The Government's Energy Poverty Action Plan features measures such as the €600 electricity credit we all benefitted until April 2023 and the expansion of the Fuel Allowance Scheme to include certain older people who were previously left out. It also makes provisions for Additional Needs Payments and seeks to accelerate free home energy upgrades, prioritising those in poorly performing homes.
The Plan aligns with the National Climate Action Plan to ensure the country can halve its carbon emissions by 2030 and reach net zero by 2050. Despite its ambitious intentions, more people are falling into energy poverty due to shortcomings such as failing to put people at the centre of decision-making. A lack of inclusion of households' personal experiences is one missing element in the current measures. So, how can such experiences shape energy poverty measures in Ireland?
By knowing the experiences of those in and at risk of energy poverty, we can learn about their specific challenges and needs and prioritise them accordingly. It allows us to develop targeted and appropriate interventions for vulnerable households and avoid a one-size-fits-all solution.
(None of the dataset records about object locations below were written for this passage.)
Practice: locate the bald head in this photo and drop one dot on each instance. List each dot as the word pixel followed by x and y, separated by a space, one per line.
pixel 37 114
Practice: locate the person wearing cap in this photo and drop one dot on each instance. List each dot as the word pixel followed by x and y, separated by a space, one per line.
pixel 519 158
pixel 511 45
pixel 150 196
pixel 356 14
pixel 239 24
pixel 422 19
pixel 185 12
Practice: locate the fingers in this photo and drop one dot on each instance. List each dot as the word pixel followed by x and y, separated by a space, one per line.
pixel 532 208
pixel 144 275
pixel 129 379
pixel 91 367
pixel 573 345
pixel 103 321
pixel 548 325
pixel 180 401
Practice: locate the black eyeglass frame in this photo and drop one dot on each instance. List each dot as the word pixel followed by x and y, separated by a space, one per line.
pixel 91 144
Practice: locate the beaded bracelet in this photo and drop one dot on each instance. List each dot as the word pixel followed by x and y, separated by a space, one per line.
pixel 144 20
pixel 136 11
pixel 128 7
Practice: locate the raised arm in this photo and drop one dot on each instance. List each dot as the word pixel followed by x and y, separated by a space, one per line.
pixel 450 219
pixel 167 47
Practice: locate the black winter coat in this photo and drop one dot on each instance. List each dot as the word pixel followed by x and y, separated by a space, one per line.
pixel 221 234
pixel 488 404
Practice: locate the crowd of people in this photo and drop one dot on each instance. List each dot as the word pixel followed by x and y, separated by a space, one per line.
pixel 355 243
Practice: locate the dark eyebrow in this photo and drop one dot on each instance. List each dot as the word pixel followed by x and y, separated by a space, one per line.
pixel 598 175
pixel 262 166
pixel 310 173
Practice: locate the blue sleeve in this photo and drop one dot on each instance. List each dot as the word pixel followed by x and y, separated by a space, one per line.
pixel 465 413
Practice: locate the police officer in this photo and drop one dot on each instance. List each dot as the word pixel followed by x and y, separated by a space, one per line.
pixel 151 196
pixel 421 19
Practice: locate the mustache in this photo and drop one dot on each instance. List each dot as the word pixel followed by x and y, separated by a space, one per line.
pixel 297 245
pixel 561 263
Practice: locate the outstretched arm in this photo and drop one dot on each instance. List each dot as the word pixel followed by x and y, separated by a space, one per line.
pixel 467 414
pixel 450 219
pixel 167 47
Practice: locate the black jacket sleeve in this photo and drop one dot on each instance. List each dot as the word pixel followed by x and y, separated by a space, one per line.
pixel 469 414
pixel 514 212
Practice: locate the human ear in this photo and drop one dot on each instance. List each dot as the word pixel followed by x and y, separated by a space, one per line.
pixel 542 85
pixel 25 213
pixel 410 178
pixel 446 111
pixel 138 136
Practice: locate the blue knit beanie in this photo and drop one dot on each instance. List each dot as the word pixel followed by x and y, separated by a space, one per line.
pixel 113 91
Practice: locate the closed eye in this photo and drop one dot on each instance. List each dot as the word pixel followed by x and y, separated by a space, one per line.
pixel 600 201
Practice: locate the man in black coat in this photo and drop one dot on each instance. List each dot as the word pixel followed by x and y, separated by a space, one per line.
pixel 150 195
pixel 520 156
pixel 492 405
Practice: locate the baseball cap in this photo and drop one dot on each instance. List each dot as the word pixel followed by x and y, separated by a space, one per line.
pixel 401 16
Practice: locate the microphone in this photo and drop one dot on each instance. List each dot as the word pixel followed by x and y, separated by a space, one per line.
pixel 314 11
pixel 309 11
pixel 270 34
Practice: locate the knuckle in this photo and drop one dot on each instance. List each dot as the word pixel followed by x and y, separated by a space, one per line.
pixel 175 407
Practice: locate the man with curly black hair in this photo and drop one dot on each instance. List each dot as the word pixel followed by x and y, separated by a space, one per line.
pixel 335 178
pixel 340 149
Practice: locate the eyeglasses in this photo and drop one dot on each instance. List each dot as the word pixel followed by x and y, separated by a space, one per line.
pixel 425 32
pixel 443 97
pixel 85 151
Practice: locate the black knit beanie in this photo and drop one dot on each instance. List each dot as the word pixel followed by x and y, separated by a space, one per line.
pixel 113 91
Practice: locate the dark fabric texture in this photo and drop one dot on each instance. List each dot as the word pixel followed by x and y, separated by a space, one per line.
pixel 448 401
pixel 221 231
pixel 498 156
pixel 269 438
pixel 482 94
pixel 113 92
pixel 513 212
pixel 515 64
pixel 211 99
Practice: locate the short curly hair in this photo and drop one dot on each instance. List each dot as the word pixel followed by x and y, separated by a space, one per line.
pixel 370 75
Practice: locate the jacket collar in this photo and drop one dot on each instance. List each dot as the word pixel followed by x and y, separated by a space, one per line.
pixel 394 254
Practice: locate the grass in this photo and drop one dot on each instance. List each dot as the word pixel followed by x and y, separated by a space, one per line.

For example, measures can be designed to make homes more energy-efficient and energy services free and affordable for those most affected by energy poverty and require the most immediate solutions.
Personal experience is essential for advancing energy justice and raising energy awareness. It helps to identify and address unique household situations such as economic barriers, limited knowledge about energy options, and existing government supports. Some families might require further clarification regarding the available measures and may have misconceptions about these solutions. For instance, whether they must vacate their homes and find temporary housing during home retrofits. This uncertainty might lead them to avoid applying for the Government’s free home energy upgrades scheme, even if they are eligible.
Qualitative evidence, which includes people's stories and experiences, is needed alongside quantitative data. It helps to better understand how energy poverty affects various aspects of life, like health, social relationships, finances, and education, which may not be readily visible when quantified. By considering these personal experiences, we can strive for a healthier population where access to everyday needs like cooking, turning on the lights and keeping warm or cool at home is easily accessible and not lacking.
With colder months approaching, the Government needs to recognise and include the experiences of energy-poor households and those at risk in their policies. On an individual level, boost your energy awareness by learning how to read your energy bills, assessing if you qualify for free energy upgrades, and adopting simple ways to save energy and reduce costs. And do not hesitate to share personal experiences; it is valuable in addressing broader societal challenges.